Dr Margaret MacCurtain: 1929 - 2020

Posted 8 October, 2020

It is with great sadness that the UCD community mourns the passing of the renowned scholar and lecturer, Dr Margaret MacCurtain (Sr. Benvenuta).

A first-class graduate from University College Cork, Margaret entered the Dominican Order in 1950. She later completed her masters studies in Early Modern Irish History at University College Dublin.

Awarded her doctorate in history in 1963, she started her career as a Lecturer in History at UCD in 1964 where she taught for 30 years.

Margaret’s contributions to academic scholarship and to Irish life were multifaceted. She was a pioneering figure in promoting women’s history and the history of education, and remained a steadfast historian of early modern Ireland.

Her early publications, including Tudor and Stuart Ireland (1972), The Birth of Modern Ireland (1969) with Mark Tierney, and Women in Irish Society: the Historical Dimension (1978), a collection of essays she co-edited with Donnchadh Ó Corráin, inspired generations of historians of early modern Ireland, and of women’s history. She published her final monograph, Ambassador Extraordinaire: Daniel O'Daly, 1595-1662, in 2017.

Margaret chaired the National Archives Advisory Council, 1997-2002, and held the prestigious Burns Chair of Irish Studies in Boston College.

In 1997, Women in Irish History: Essays in Honour of Margaret MacCurtain was published.
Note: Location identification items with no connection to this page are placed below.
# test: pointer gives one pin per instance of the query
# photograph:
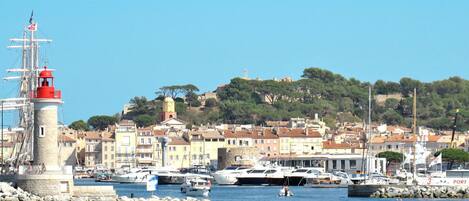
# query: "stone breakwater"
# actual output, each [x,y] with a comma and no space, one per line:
[8,193]
[422,192]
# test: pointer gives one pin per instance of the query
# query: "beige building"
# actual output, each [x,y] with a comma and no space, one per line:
[146,147]
[67,150]
[108,150]
[177,152]
[92,149]
[126,142]
[299,141]
[204,146]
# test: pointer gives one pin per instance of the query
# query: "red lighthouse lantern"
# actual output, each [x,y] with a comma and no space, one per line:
[45,87]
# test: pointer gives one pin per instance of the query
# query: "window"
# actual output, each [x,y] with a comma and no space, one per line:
[42,131]
[353,164]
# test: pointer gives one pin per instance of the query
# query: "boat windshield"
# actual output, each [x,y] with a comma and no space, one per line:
[301,170]
[257,171]
[231,168]
[458,173]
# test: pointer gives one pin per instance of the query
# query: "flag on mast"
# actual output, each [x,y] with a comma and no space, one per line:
[437,160]
[32,26]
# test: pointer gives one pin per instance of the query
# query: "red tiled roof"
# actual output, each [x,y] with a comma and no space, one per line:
[177,141]
[65,138]
[331,145]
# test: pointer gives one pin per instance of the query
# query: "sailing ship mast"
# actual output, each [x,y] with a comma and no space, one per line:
[414,129]
[28,74]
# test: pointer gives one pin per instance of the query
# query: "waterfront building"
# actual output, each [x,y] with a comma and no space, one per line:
[238,138]
[67,150]
[330,147]
[169,109]
[266,142]
[204,146]
[299,141]
[93,152]
[126,142]
[146,144]
[178,151]
[108,150]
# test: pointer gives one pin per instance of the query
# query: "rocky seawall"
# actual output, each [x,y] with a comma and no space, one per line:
[422,192]
[8,193]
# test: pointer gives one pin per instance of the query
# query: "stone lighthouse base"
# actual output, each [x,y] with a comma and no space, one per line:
[47,183]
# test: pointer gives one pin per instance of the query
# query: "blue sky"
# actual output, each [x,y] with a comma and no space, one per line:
[109,51]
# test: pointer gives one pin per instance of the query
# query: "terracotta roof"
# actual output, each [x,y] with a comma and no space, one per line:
[298,132]
[106,136]
[158,133]
[177,141]
[332,145]
[92,135]
[66,138]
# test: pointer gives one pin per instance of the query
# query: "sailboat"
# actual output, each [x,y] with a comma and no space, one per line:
[26,75]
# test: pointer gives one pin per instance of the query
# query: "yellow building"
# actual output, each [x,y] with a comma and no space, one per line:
[108,151]
[204,146]
[177,153]
[126,142]
[299,141]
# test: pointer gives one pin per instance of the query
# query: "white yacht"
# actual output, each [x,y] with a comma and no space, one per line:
[298,176]
[329,180]
[264,176]
[194,186]
[459,177]
[228,175]
[134,176]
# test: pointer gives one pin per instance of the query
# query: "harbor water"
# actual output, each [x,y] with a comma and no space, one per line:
[238,193]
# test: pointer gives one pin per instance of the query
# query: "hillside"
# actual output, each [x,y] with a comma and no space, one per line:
[334,97]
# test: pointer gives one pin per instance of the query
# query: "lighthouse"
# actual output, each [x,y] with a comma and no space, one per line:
[46,101]
[45,176]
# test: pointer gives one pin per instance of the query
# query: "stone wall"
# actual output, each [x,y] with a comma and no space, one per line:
[237,156]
In acknowledgment of her contribution to the field, Margaret's great friend and fellow historian Professor Maureen Murphy funds the Margaret MacCurtain Scholarship in Women’s History, awarded at UCD School of History each academic year.

Throughout her life, Margaret sought to advance social justice; she campaigned against corporal punishment in schools, domestic violence, and apartheid in South Africa, and advocated for children with special educational needs and the right to remarry after a civil divorce or annulment (she was patron of that campaign).

Dr Margaret MacCurtain leaves behind a remarkable legacy for generations of UCD students and staff, and for her friends and colleagues from across the world.

She will be remembered in many ways; as a warm, inspiring, and generous teacher and mentor; a woman with a razor-sharp mind and mischievous sense of humour; an advocate for social justice; an educational and social reformer; a deeply-spiritual person; a feminist; and an outstanding scholar, colleague and friend.